Product Details
Howard Books, January 2008
eBook, 48 pages
ISBN-10: 1416584773
ISBN-13: 9781416584773
INTRODUCTION
I Can Think of No Better Flower to Represent Love than the Rose.
All the images in this book come from the 201 roses that are found in my own garden. No plant seems to be as reliant upon human time, effort, and attention. As with the love in any relationship, good gardeners don't just have a few roses growing in a plot of ground, they have a working relationship with the roses. They study and learn what each rose requires and come to realize the roses are dependent on the gardener to give and then selflessly give more as if caring for a child. Every gardener has enjoyed the time spent with a rose when the rose is magnificently beautiful, but every gardener also knows that the other side of a beautiful rose is one that fails to flourish and requires much attention with little reward. Overall, however, the benefits outweigh the disappointments, and a gardener's whole life is affected by the fruits of his labor and the joy found in seeing a new blossom burst into existence.
I can't help thinking, however, that what we are seeing is the "fallen" version of this species and that a rose in the Garden of Eden would look different; it would be thornless, disease free, always in flower and always fragrant, and would require no maintenance!
What features in the current rose can be seen to represent love -- and what kind of love does it represent? While romantic love is the first to come to mind, surely a more substantial agape love is represented as well.
A list of features would start at the flower itself, noted for its beauty, purity, softness, variety of shape and color, and of course its fragrance. Then comes the abundance of petals, the amount of blooms per bush, and just how impressive it is.

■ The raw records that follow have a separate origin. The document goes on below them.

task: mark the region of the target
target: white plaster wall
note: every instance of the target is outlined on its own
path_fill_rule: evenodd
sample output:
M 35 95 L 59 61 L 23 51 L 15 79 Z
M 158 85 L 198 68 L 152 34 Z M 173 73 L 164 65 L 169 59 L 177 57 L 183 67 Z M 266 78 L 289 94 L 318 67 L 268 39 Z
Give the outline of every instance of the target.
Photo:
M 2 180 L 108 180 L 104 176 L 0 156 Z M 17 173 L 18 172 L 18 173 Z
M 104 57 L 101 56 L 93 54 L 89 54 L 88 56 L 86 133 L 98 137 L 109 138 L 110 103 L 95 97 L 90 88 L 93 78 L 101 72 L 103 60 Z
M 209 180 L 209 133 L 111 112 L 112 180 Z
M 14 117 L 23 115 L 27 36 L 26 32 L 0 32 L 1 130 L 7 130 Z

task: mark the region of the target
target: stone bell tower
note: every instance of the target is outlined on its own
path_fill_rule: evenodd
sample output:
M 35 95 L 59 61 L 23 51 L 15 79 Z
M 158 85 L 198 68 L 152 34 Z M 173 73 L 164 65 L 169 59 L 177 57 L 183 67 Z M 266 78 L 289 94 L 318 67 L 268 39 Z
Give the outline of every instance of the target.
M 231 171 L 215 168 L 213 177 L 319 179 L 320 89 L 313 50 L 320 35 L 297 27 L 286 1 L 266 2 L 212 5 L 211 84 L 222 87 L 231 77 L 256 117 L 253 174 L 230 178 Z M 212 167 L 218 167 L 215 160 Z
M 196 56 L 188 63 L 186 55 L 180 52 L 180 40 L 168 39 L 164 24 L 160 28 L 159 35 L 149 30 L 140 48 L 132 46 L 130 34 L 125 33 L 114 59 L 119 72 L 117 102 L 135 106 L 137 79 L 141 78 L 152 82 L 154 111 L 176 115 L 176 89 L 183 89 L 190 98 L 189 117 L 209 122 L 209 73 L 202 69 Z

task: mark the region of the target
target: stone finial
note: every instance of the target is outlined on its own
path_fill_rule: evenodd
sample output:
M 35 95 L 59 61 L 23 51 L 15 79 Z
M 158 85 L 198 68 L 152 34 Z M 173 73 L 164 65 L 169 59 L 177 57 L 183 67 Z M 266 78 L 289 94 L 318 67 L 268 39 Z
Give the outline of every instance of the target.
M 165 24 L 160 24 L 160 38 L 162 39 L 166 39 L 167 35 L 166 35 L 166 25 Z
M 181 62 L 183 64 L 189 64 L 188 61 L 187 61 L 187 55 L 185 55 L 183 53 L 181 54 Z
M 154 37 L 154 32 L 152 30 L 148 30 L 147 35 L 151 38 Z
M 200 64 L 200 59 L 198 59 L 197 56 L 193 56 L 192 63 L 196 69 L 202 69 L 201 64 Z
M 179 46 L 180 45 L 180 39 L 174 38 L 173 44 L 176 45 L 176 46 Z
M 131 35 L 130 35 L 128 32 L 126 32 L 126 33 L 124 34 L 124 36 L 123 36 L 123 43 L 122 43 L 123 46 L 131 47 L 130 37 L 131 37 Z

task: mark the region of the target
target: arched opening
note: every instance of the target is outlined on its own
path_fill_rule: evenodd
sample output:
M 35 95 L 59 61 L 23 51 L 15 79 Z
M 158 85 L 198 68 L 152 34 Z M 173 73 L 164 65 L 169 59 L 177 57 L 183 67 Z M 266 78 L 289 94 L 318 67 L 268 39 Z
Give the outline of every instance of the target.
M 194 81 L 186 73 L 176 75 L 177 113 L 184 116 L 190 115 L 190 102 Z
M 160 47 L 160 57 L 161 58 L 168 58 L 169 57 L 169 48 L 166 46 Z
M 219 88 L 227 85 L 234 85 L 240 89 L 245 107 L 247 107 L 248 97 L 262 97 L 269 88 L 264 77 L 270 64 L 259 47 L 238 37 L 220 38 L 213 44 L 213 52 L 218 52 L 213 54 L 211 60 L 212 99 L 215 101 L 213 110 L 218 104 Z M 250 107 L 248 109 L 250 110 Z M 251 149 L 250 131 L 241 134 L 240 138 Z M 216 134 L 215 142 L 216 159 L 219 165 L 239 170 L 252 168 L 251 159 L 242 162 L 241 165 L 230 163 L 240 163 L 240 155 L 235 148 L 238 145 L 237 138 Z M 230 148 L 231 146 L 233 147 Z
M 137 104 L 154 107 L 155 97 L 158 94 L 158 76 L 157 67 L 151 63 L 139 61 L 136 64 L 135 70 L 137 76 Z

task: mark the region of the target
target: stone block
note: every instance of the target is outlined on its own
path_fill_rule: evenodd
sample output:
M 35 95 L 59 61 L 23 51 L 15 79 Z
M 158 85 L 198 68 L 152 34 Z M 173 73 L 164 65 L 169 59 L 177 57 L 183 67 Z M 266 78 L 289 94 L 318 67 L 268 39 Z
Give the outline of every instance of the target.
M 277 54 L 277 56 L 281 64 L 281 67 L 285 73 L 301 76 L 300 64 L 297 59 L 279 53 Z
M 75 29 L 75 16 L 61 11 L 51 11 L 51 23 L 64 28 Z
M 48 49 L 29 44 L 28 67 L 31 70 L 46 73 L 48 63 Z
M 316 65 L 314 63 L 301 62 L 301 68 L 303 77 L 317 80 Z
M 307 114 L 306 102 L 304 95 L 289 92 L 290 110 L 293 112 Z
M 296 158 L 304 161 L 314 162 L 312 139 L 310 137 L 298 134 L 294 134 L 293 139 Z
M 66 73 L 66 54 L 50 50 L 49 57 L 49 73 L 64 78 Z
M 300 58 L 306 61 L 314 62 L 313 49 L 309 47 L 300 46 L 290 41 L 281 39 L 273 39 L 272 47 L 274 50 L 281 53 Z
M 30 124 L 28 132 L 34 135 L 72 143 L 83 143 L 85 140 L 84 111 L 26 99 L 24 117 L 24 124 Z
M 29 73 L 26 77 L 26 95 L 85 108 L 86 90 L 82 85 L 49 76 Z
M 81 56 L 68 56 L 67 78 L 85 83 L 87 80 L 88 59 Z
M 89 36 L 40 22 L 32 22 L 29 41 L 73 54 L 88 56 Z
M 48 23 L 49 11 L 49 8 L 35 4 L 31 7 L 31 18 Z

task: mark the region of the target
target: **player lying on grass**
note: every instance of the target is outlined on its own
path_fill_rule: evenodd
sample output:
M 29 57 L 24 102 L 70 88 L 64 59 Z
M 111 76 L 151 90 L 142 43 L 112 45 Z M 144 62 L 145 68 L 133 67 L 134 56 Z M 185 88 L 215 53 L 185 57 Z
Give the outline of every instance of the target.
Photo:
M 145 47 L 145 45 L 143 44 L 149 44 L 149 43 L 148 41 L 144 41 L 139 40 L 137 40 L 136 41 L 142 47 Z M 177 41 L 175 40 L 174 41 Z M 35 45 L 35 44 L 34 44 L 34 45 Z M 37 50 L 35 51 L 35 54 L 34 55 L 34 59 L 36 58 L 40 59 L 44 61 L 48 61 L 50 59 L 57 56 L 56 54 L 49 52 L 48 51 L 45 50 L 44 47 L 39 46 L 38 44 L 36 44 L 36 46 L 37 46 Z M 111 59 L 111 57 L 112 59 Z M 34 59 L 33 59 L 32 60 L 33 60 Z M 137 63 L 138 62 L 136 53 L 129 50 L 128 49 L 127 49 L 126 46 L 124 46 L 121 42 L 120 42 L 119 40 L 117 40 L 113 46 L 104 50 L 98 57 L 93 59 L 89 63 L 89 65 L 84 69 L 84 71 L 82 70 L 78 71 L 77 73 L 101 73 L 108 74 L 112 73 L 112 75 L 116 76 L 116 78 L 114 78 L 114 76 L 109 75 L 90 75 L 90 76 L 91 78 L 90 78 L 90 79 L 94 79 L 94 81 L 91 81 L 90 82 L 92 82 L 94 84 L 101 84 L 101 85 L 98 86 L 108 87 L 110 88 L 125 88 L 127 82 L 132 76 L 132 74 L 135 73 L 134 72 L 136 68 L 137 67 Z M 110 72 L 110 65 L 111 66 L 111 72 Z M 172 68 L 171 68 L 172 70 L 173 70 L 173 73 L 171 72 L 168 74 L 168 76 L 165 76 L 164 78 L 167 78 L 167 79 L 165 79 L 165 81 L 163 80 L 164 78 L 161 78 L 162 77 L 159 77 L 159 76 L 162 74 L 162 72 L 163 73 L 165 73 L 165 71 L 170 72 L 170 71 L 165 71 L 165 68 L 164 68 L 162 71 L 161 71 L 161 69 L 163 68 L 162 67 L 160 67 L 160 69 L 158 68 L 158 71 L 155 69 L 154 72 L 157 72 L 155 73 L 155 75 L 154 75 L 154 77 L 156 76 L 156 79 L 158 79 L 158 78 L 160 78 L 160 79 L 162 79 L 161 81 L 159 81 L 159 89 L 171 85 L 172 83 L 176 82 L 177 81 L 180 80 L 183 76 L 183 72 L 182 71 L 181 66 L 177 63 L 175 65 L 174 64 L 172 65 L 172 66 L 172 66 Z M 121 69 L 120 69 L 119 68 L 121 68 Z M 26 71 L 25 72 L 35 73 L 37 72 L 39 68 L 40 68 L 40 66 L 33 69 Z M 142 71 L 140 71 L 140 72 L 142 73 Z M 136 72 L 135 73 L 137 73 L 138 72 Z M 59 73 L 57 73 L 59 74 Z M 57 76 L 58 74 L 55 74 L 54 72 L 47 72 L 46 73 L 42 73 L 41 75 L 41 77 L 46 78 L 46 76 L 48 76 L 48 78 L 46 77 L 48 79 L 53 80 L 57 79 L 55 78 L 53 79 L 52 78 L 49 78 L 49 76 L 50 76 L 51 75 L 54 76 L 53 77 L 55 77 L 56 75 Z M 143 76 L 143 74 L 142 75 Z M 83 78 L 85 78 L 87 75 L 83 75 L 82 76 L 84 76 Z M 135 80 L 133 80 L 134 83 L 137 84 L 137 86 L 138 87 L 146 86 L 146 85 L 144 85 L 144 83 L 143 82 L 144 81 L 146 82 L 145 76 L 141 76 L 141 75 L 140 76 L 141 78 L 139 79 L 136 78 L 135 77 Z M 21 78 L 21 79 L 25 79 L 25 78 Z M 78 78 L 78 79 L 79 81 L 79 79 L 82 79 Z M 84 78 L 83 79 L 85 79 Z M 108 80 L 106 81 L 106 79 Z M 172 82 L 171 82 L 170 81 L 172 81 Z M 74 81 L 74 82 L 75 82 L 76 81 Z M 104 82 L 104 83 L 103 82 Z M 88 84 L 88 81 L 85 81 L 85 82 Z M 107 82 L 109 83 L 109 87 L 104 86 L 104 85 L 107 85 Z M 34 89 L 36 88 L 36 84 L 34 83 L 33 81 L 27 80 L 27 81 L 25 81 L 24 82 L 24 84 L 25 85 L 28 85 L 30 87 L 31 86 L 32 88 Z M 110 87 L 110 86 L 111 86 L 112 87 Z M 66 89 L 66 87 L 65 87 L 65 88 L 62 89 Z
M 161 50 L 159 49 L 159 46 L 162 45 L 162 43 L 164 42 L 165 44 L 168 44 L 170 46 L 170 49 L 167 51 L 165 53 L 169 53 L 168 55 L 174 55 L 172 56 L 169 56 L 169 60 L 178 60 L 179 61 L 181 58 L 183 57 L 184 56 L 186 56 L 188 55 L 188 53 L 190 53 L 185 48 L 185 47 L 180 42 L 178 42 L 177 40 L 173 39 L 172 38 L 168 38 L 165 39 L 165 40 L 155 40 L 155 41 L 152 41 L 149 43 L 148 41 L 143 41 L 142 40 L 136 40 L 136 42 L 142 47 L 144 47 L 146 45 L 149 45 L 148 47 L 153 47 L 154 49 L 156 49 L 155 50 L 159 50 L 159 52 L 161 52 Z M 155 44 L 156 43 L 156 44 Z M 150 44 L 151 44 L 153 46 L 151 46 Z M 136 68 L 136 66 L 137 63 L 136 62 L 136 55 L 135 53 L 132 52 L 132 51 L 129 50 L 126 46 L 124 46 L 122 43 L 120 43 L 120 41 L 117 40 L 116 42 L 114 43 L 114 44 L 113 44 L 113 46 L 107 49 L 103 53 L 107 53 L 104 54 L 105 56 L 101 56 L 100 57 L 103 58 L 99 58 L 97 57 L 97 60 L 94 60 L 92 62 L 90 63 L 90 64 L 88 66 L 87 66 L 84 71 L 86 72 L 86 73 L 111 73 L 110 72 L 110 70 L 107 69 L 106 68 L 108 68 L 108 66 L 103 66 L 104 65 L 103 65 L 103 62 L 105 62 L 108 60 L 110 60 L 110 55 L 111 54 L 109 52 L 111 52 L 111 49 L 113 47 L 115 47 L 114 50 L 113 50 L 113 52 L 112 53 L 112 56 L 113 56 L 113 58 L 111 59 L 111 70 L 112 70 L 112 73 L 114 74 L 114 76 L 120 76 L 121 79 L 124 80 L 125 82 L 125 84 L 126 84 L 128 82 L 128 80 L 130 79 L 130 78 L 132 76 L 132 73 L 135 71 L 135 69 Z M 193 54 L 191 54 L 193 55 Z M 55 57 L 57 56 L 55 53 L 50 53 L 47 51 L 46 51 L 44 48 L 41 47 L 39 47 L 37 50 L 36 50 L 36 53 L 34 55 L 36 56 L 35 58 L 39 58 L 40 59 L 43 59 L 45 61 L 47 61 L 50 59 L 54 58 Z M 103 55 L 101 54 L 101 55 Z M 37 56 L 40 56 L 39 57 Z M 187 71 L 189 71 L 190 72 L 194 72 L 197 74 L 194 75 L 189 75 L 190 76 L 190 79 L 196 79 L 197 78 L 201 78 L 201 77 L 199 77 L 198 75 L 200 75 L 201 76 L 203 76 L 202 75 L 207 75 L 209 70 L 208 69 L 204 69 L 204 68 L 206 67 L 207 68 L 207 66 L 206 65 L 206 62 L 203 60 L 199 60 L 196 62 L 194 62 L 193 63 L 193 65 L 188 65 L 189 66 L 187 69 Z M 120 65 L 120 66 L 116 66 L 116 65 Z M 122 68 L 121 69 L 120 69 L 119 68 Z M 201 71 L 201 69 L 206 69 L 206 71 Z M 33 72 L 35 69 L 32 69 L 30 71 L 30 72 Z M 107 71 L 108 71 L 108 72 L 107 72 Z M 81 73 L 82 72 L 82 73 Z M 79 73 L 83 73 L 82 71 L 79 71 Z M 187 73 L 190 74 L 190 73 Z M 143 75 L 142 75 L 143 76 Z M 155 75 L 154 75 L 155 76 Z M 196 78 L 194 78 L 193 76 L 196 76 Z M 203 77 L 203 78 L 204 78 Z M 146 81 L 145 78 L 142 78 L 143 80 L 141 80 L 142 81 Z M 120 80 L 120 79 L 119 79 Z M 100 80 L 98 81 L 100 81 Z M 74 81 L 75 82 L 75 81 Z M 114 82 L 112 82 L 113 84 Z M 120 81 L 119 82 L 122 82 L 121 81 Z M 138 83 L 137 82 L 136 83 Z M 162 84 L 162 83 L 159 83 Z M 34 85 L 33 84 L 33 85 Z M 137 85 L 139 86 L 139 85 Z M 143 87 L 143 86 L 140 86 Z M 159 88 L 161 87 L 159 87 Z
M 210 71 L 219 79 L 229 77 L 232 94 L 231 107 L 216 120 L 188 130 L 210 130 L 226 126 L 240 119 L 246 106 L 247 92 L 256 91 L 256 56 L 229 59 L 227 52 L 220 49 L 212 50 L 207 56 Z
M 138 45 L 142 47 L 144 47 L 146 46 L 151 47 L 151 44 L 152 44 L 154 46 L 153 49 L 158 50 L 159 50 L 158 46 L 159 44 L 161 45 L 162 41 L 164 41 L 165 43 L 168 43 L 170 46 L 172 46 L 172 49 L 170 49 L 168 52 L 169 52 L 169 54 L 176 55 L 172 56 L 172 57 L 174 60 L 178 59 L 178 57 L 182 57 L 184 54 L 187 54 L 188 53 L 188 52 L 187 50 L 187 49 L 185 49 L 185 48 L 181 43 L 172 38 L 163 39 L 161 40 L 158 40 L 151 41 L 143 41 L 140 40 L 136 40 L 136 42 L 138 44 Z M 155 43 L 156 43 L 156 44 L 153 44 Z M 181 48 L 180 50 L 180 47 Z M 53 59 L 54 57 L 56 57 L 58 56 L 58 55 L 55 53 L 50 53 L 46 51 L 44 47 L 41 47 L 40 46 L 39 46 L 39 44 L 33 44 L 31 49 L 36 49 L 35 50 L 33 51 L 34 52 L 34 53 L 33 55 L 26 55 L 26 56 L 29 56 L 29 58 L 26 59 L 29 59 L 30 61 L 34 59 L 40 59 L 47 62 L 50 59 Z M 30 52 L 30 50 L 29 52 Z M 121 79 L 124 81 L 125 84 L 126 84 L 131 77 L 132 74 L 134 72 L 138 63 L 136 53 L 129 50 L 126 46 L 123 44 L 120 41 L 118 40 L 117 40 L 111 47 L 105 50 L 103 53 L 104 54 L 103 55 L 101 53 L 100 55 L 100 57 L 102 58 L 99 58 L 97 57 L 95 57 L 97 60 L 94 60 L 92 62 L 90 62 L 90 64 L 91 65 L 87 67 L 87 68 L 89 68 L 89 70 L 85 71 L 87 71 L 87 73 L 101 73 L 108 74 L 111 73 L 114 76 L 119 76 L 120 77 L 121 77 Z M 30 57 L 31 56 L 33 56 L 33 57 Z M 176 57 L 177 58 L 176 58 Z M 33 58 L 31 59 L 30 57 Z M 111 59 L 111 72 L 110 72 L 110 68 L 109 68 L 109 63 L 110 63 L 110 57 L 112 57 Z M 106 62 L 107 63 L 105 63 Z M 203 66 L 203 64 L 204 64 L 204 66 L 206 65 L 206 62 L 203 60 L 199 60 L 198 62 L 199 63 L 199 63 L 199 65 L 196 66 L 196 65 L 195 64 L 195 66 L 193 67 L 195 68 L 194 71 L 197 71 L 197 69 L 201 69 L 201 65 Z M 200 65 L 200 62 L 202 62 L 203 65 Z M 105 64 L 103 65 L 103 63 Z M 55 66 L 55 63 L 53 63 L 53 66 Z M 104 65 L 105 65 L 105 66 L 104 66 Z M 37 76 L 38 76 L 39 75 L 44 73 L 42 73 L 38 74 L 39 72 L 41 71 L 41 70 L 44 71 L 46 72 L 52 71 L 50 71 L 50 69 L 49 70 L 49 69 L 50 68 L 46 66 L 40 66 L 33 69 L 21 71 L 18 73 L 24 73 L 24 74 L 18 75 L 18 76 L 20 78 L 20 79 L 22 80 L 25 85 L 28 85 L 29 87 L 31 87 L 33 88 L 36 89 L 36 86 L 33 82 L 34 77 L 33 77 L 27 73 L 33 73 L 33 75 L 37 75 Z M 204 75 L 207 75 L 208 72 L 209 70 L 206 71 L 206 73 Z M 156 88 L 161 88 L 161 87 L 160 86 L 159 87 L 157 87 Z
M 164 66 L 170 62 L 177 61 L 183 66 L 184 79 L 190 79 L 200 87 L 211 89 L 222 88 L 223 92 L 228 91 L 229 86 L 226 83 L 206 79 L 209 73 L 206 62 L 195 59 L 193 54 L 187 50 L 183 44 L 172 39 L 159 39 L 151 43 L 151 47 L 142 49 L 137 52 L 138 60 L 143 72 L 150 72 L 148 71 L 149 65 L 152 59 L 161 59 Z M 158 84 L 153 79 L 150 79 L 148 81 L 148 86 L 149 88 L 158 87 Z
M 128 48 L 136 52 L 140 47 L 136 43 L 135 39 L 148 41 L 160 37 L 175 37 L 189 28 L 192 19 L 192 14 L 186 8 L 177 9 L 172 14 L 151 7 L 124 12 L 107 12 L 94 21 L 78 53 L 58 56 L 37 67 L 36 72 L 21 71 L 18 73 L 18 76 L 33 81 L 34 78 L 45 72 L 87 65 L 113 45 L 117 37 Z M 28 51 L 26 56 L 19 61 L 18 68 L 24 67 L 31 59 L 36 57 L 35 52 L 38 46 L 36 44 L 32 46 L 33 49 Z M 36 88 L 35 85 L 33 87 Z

How we are attracted to the flower -- as we are with love itself -- and nearly all of us have an impression left with us after experiencing all these features. Everyone with whom some sort of love is shared, received, or given leaves a lasting impression on our lives.
A God who is described in Psalms as knowing all about us even before we came into being and still was happy for that to happen must be the ultimate rose!
There are some minor connected features of beauty in this plant that should be noted as well, such as the shape of the bush, the color of foliage, and the lovely orange hip that appears in due course if allowed. Love comes in different forms and strengths; it stays for fleeting moments or it lasts for eternity.
The "fallen" side of this plant is most obviously found in the thorns, which remind us that even the most beautifully cultivated human version and character of love is flawed and cannot be called perfect and without blemish; diseases and pests love to attack and feed off the rosebush just as our enemy and accuser cannot stand any form of love and tries to destroy all forms of it in our lives. There is only one kind of perfect love, found in and given by God -- this kind of rose-love has not a thorn or pest or disease.
Its beauty and fragrance are so strong as to be irresistible to those who search for and find it or who stumble upon it unplanned.
Lastly, our humble, flawed rose cannot produce its best without constant maintenance and intervention. It is a prisoner of season, it blesses us greatly for a time and starves us cruelly for a while as well, but always, we in the garden are convinced how bleak and impoverished our display is without it.